By Ruth KPublished 2 months ago Updated 2 months ago 20 min read
Photo by op23 on Unsplash

I come back to myself in bits and pieces. There’s a rushing sound, like a watery heartbeat. Gritty sand beneath my cheek and the hot sun beating down onto my white racerback tank top. Salt air, carried in on a stiff breeze that stirs my tangled brown hair. Birds calling out to one another in a sky that I’m sure would be blue if I could just get my eyes open.

One eye pops open. The other is buried in the sand and I push myself up onto my side. Pain flares to life, dancing up my scratched legs and battered torso, all the way to my right temple. There’s something warm oozing down over my eyebrow and I reach up to find blood. I reach up farther, explore the edges of the cut with careful fingertips. It doesn’t seem too bad. It could have been worse.

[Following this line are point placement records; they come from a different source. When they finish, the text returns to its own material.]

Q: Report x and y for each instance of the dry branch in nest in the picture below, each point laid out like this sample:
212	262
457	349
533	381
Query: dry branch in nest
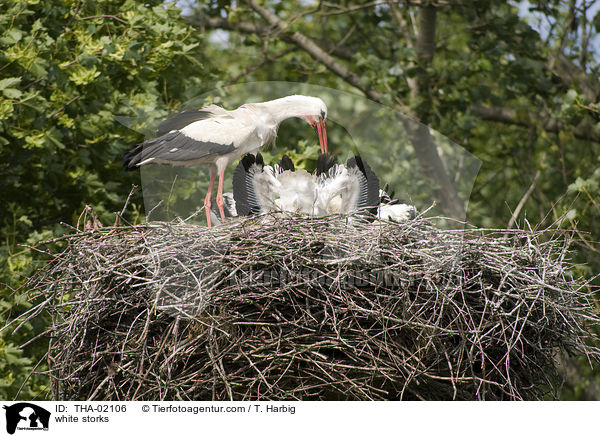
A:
322	308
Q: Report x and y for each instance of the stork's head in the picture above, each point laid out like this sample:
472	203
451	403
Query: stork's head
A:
313	110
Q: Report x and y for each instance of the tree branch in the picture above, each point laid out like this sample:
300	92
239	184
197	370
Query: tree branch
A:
316	52
423	142
256	28
510	116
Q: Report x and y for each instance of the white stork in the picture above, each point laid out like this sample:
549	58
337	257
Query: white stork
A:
331	189
214	136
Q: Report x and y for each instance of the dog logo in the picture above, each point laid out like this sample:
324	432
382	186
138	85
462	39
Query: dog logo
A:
26	416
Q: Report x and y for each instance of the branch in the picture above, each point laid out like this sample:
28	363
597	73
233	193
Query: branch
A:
316	52
264	61
256	28
521	203
510	116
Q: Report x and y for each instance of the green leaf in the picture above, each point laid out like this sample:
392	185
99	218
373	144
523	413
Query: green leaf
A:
9	81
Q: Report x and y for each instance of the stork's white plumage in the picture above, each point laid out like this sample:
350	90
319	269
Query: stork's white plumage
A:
331	189
214	136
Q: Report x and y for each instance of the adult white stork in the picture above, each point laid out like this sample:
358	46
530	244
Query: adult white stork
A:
214	136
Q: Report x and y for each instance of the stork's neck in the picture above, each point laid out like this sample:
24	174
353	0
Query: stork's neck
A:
282	109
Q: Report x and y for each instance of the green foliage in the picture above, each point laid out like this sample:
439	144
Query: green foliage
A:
66	68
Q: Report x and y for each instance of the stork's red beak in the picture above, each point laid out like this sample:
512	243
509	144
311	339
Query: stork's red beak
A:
321	130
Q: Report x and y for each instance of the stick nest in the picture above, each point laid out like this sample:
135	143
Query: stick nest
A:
324	308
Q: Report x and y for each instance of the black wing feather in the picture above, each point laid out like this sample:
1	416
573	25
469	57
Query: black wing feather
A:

Sand showers off my torn black leggings with a raspy hiss as I stagger to my feet. The waves pound against the shore beneath a pure blue sky and I block my eyes from the sun. There’s nothing out there. Only a few scattered pieces of wreckage from what had once been my friend’s boat. At least the sky is clear again. Last night it had been angry with dark grey storm clouds, barely visible between flashes of lightning and sheets of rain.

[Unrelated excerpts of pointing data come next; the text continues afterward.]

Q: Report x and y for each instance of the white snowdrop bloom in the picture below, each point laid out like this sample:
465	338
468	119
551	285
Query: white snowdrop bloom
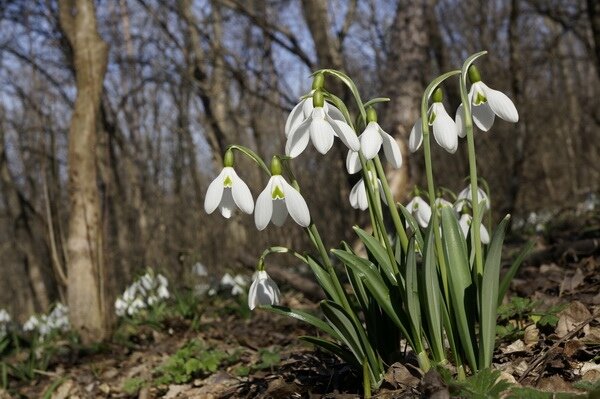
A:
444	129
464	198
263	291
277	200
373	138
465	224
320	128
358	195
303	110
486	103
420	210
226	192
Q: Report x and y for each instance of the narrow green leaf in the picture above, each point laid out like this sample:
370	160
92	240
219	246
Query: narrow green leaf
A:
455	252
512	271
378	252
433	302
305	317
489	296
323	278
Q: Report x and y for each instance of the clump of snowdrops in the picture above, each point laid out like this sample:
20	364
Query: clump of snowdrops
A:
431	282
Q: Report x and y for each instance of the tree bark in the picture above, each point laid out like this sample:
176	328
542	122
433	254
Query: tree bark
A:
84	244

A tear escapes the corner of my eye. My friends are all dead. When the storm had hit, they’d fled below deck, hidden in the cabin buried in the belly of the boat. A bad place to be when the boat had at last capsized. They’d been trapped inside, unable to open the doors against the crushing waves. I’d only escaped their fate because I’d been on deck, trying and failing to keep the boat on course.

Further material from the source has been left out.